I think any attempt by me to explain just how extraordinary an image this is would be redundant. I'll have a shot anyway. It is unusual for former statesmen to cash in on their celebrity in this way; I think the after-dinner speaker circuit is the usual route. And then, more importantly, there is the business of a former leader of the USSR embracing capitalism and not only capitalism but its stinkiest, most vacuously brand logo oriented, gaudy face with the Berlin Wall as a backdrop. The tag line runs, "A journey brings us face to face with ourselves."
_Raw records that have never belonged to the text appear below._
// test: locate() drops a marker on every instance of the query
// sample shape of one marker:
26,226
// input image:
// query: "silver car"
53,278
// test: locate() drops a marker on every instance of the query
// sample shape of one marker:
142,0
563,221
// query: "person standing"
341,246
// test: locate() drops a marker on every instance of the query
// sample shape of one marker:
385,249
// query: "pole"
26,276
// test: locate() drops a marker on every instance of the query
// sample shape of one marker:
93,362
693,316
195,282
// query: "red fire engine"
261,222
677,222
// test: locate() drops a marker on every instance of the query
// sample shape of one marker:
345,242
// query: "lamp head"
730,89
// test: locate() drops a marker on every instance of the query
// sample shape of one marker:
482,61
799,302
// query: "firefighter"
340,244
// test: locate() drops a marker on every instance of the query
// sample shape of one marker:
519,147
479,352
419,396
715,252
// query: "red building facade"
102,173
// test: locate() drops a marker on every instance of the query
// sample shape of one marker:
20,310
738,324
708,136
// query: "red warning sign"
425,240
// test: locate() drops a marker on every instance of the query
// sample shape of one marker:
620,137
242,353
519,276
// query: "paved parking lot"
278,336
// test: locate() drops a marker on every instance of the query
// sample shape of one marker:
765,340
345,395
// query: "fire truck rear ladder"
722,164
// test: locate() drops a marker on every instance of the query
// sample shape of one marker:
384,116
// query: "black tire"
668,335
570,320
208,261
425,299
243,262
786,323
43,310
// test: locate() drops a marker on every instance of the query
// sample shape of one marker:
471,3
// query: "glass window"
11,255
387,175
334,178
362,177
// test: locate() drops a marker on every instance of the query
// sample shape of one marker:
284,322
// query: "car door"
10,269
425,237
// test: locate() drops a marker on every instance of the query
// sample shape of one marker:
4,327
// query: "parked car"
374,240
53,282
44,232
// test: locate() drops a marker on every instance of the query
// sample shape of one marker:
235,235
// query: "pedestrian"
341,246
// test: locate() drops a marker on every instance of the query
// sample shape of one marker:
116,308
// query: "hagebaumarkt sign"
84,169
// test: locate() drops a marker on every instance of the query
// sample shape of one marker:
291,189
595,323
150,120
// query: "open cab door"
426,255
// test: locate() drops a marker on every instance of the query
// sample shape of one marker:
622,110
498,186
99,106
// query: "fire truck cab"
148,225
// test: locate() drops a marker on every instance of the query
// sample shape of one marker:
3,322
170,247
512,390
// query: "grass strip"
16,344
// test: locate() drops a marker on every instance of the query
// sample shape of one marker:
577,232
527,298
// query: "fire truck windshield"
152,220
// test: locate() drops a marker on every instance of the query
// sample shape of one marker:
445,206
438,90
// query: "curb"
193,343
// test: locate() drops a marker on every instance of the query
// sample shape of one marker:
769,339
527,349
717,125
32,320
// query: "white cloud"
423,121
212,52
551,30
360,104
All this captured my imagination and meant that the advert would be cut out of The Week, stuck to my wall and blogged about months later. In the course of my Google search for the above image I discovered, as I suspected, a multitude of blogs discussing the advert. What I hadn't suspected was that people who peel their eyes more often than me had translated the headline the writing on the little booklet poking out of Gorbachev's bag and that it would say something completely bizarre. Without being able to read Russian I have no way of verifying this but, according to the New York Times it says, “The Murder of Litvinenko: They Wanted to Give Up the Suspect for $7,000.” What does that mean and what the hell is going on?"

Anonymous said...

Beats the picture of Kate Nash I have on my wall.

Andrew

fouls said...

Mm... comments. Thanks. Good to have them; keeps this thing alive.